Existe-t-il une sociologie de l’Amour ?
Max Weber et James Dabbs, deux époques, deux pays, deux regards sur la sociologie.

Existe-t-il une sociologie de l’Amour ?

L’Amour fascine, il obsède même et fait l’objet d’une quantité infinie de réflexions philosophiques, psychologiques ou scientifiques. Pourtant la littérature sociologique là-dessus est bien pauvre et on le comprend : comment étudier concrètement le sujet ? L’Amour si volatile et métaphysique n’est pas analysable directement par le biais d’un fait social, ni même mesurable. Il apparaît impossible donc de l’étudier, pourtant la “sociology of love” est très en vogue outre-Atlantique. Les Américains auraient-ils trouvé le moyen de penser sociologiquement l’Amour…?

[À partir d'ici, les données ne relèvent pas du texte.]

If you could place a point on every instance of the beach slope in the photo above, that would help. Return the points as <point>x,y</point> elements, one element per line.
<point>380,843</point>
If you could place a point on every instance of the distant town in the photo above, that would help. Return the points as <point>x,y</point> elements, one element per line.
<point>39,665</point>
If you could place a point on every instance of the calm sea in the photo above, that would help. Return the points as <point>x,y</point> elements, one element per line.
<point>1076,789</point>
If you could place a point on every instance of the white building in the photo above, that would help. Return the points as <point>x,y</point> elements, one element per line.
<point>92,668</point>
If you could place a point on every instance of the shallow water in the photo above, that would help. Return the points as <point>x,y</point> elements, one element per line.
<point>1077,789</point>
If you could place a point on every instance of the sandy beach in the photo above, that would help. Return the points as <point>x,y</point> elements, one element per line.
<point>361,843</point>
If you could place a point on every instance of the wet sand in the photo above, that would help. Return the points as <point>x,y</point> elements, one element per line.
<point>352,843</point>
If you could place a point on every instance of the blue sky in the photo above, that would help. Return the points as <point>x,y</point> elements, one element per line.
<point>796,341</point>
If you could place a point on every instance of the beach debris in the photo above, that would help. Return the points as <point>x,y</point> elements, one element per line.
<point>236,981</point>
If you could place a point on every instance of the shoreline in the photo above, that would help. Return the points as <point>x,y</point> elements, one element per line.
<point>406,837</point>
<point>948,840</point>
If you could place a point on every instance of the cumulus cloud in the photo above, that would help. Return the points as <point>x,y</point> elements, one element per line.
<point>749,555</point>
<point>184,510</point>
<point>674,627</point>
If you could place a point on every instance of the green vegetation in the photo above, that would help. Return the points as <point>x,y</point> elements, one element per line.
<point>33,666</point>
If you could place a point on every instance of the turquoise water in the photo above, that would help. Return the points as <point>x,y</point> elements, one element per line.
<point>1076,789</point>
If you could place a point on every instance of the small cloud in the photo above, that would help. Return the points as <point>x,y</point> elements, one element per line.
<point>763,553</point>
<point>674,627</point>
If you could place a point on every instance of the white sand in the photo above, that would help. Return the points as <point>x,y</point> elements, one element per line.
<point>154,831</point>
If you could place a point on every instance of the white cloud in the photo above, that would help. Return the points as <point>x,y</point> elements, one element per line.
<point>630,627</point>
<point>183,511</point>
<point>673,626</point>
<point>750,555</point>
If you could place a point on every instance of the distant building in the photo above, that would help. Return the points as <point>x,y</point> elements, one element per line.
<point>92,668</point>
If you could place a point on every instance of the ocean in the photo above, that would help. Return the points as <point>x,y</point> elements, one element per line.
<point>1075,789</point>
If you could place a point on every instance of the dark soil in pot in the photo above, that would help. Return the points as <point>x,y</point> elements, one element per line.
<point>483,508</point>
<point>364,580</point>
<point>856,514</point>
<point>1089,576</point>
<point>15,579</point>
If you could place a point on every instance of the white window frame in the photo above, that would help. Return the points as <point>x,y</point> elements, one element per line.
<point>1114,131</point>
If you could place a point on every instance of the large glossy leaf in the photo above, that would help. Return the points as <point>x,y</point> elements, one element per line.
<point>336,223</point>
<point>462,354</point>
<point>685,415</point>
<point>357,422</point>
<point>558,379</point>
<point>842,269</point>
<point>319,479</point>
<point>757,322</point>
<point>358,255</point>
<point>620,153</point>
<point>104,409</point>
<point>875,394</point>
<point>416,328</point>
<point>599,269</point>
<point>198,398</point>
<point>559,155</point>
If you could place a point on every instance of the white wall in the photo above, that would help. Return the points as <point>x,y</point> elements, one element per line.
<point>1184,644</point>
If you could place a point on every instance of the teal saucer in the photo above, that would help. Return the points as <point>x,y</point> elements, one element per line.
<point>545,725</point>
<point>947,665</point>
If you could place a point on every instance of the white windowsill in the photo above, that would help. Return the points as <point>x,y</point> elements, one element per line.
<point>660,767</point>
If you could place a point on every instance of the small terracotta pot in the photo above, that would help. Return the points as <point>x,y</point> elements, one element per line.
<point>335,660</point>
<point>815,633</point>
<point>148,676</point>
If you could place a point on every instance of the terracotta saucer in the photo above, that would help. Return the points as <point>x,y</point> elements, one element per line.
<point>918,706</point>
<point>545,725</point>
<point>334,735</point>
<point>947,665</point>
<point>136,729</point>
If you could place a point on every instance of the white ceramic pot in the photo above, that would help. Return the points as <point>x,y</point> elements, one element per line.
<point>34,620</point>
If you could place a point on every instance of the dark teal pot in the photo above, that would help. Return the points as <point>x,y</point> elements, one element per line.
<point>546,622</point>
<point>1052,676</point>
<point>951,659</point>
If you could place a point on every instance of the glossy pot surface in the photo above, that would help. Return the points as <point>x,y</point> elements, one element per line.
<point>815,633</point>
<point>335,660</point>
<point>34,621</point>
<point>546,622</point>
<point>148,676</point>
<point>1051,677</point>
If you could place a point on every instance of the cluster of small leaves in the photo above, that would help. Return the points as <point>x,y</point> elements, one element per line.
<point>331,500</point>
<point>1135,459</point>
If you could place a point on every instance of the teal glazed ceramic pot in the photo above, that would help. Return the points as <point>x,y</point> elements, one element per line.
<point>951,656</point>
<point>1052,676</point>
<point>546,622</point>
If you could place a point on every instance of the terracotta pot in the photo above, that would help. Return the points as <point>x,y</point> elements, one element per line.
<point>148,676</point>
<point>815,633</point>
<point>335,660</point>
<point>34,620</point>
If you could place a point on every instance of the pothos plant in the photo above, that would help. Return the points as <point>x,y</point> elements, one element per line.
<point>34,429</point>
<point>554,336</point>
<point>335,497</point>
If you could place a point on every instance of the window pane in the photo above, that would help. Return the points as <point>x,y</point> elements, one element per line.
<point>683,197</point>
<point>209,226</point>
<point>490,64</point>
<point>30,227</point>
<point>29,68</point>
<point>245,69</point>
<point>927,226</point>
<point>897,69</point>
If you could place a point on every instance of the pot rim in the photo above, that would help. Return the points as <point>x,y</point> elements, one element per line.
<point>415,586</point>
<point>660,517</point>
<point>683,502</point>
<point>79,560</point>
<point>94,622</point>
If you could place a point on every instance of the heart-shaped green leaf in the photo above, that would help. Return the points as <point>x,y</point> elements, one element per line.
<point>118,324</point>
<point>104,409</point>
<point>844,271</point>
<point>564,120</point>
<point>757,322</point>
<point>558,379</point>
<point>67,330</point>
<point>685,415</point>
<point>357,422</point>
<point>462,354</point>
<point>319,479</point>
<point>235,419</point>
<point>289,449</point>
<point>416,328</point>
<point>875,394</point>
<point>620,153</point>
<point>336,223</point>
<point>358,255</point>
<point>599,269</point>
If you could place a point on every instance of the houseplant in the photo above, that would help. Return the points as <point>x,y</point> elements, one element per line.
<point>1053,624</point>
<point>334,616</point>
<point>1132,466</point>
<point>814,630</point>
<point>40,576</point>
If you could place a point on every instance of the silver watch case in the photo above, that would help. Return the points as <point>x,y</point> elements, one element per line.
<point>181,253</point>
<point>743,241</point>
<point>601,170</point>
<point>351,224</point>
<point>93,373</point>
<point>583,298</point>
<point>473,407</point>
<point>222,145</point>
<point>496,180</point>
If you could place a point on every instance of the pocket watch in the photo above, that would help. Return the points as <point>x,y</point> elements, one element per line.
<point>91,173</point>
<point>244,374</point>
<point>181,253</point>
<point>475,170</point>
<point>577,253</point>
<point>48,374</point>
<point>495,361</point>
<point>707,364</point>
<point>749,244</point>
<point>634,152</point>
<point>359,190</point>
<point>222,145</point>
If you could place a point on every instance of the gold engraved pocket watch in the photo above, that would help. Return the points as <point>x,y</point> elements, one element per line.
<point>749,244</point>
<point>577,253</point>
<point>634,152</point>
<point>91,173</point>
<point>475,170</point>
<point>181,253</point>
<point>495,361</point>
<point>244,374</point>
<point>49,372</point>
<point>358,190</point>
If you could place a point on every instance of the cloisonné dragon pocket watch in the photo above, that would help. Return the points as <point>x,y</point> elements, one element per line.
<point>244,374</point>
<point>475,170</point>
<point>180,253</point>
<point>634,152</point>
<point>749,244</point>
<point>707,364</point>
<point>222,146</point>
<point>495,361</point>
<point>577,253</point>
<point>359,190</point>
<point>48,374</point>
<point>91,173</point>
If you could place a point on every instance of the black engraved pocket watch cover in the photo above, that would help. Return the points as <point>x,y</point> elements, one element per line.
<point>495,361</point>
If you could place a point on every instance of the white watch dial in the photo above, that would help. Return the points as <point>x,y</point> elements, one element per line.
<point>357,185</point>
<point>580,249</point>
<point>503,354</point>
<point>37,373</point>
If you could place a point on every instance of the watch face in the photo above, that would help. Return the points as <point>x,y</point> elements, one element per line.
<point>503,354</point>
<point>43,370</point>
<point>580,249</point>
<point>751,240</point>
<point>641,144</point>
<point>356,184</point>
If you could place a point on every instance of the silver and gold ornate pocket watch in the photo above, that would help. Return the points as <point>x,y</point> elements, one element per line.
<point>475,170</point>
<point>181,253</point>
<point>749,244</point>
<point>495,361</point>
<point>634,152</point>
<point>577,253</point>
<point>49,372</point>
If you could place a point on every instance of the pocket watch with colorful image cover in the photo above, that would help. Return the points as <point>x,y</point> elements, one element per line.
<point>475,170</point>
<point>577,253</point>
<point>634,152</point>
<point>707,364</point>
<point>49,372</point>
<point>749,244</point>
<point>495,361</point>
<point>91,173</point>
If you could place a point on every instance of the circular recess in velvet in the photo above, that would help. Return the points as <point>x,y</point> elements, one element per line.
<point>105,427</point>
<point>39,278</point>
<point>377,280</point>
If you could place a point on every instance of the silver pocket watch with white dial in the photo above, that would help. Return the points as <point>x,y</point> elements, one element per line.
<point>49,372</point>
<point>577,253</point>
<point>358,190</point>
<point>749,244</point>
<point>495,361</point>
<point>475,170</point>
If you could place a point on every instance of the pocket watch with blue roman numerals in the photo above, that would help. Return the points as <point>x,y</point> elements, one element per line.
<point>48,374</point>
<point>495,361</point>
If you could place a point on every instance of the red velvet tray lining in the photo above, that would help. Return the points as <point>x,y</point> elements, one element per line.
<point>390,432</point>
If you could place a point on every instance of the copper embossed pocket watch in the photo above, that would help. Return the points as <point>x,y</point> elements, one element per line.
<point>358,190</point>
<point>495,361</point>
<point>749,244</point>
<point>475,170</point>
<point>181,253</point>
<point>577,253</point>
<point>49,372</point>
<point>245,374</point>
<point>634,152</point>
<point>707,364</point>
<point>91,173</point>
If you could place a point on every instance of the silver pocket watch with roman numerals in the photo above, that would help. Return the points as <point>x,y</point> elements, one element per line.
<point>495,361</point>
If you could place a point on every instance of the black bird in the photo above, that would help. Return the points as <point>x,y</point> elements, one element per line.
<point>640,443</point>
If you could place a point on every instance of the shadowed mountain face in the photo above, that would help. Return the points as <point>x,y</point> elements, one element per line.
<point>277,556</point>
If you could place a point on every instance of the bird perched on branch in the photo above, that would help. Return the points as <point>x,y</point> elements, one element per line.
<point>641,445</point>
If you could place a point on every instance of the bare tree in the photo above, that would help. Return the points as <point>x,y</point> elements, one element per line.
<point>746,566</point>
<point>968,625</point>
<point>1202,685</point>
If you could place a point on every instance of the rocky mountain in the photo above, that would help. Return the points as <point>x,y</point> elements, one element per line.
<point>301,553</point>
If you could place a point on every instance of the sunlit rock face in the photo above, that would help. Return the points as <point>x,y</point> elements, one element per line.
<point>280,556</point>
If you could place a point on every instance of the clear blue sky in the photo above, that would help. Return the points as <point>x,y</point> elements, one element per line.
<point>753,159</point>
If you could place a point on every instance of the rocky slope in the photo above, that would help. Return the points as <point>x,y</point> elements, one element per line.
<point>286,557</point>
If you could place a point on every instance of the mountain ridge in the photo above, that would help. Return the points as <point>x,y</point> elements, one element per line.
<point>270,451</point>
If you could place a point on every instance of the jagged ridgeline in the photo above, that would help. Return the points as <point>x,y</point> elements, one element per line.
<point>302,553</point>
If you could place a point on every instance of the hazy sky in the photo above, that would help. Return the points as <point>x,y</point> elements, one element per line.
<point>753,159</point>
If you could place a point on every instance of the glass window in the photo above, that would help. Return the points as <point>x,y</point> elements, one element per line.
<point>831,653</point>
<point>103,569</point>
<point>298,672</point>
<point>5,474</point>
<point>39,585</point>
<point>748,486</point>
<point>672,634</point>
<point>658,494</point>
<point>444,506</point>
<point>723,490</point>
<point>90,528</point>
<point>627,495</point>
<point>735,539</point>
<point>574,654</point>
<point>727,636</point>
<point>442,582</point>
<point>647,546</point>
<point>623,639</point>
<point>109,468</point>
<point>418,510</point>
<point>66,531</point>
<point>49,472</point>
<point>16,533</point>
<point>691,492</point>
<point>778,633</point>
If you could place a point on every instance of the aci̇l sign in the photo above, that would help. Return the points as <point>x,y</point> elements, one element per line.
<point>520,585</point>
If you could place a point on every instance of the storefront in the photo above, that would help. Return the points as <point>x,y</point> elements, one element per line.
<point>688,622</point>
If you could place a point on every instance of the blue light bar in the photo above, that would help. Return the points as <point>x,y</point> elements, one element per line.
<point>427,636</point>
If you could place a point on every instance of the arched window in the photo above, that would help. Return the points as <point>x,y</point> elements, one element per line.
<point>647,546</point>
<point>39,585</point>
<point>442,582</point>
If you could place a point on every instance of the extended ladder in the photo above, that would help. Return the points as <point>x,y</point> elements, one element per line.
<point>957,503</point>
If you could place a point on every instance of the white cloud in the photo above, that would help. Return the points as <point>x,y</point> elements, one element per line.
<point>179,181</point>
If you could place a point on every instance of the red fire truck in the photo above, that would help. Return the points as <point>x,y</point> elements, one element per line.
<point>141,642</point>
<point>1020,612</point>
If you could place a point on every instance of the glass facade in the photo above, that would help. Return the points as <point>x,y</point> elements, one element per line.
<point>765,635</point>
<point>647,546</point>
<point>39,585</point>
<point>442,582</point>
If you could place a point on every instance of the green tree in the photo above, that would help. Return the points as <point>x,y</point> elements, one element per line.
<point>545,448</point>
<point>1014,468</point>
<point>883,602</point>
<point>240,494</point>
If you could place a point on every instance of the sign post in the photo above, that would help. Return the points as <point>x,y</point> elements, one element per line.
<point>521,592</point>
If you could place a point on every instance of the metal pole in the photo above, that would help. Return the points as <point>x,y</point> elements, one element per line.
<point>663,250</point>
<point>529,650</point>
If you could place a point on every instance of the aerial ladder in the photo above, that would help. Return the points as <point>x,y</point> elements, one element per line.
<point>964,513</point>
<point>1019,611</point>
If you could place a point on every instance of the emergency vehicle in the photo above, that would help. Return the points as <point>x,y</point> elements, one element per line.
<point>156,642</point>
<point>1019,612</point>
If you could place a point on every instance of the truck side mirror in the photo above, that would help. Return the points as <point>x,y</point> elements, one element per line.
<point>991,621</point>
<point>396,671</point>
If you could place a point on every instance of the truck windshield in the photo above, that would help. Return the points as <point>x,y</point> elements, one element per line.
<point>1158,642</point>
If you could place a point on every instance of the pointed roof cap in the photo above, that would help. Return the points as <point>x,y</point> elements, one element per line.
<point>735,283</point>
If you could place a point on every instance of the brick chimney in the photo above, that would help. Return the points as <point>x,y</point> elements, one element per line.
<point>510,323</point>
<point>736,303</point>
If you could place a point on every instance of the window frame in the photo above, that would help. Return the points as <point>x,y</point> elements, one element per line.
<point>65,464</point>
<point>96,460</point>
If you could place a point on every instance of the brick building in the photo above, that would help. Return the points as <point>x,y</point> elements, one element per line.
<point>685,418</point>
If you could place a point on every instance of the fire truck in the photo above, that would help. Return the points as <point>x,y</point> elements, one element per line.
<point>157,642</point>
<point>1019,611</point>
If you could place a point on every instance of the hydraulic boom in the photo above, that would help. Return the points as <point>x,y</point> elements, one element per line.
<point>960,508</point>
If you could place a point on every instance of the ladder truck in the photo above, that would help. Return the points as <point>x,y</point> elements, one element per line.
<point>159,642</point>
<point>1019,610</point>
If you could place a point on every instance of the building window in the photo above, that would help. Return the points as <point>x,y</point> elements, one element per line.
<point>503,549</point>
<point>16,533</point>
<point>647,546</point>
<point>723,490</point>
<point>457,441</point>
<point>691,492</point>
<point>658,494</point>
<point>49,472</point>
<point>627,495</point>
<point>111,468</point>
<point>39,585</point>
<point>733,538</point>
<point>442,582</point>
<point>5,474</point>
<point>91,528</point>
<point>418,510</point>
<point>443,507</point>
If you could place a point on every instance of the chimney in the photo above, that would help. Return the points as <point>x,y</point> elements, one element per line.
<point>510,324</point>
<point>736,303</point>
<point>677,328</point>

Provenant de deux milieux bien différents en ce qui concerne la pensée académique, nous nous sommes rendus compte que bien que nous ayons tous deux étudié la sociologie, nous avions des avis très éloignés sur le sujet. Étudiant en France, je crois que l’Amour n’est pas du ressort de la sociologie, car contrairement à la philosophie ou la psychologie, sa méthode ne permet pas d’étudier à proprement parler les sentiments. Étudiante aux Etats-Unis, je crois que la sociologie étudie les relations entre individus et société, comme l’Amour est composant essentiel de ces relations, il est l’affaire de la sociologie.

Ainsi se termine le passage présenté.